The region in which Jesus preached his great sermon.
The possible mountain on which Jesus preached his great sermon.

Below is the video we showed this morning at Hampton UMC. It went along with the first part of my sermon series on the Sermon on the Mount. Today’s scripture on the Beatitudes was technically from Luke’s less well-known “Sermon on the Plain” in Luke 6.

Bible scholars throughout history have wondered whether the sermon in Luke represents an abbreviated account of the same sermon in Matthew 5-7—in which case the “level place” that Luke describes could be a level place on the mountain itself—or merely a similar sermon that Jesus preached on another occasion. On the one hand, I think it hardly matters; on the other hand, why is so hard to imagine that Jesus preached the same basic sermon more than once and tailored it to a different audience? It would be hard to believe that he didn’t do that—and frequently!

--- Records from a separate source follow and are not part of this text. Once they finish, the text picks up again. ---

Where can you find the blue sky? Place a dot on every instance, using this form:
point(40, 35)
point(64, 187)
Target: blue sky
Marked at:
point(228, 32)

Not that it matters, as I said. And as for the video, he would have preached either sermon in the same general area.

Last week, I was reading N.T. Wright’s commentary on the Sermon in his recent book After You Believe. Unless you’ve been to a mainline Protestant seminary, you might fail to appreciate his complaint about many contemporary New Testament scholars who write as if the main subject of the four gospels isn’t Jesus so much as the individual gospel writers: how they tailor, modify, or even invent out of whole cloth the events of Jesus’ ministry and words to fit the demands of their individual communities or audiences. (Trust me, scholars do this all the time.) And they think they’ve said quite a lot when they speculate about what was going on, not in the life and ministry of Jesus and his disciples, but the communities to which the four Evangelists wrote. It’s all very postmodern.

Wright accuses these scholars of sophistry. I had to look the word up, but it’s a damning accusation. Their obsessive scholarly interest in the context in which the gospels were written obscures the fact that while none of the four writers had access to transcripts or video of the events they describe, we have no reason to doubt that the four gospels paint a reasonably accurate picture of Jesus’ life and ministry—in general, this is what he said and did, and when. That being the case, much contemporary scholarship is an exercise in missing the point.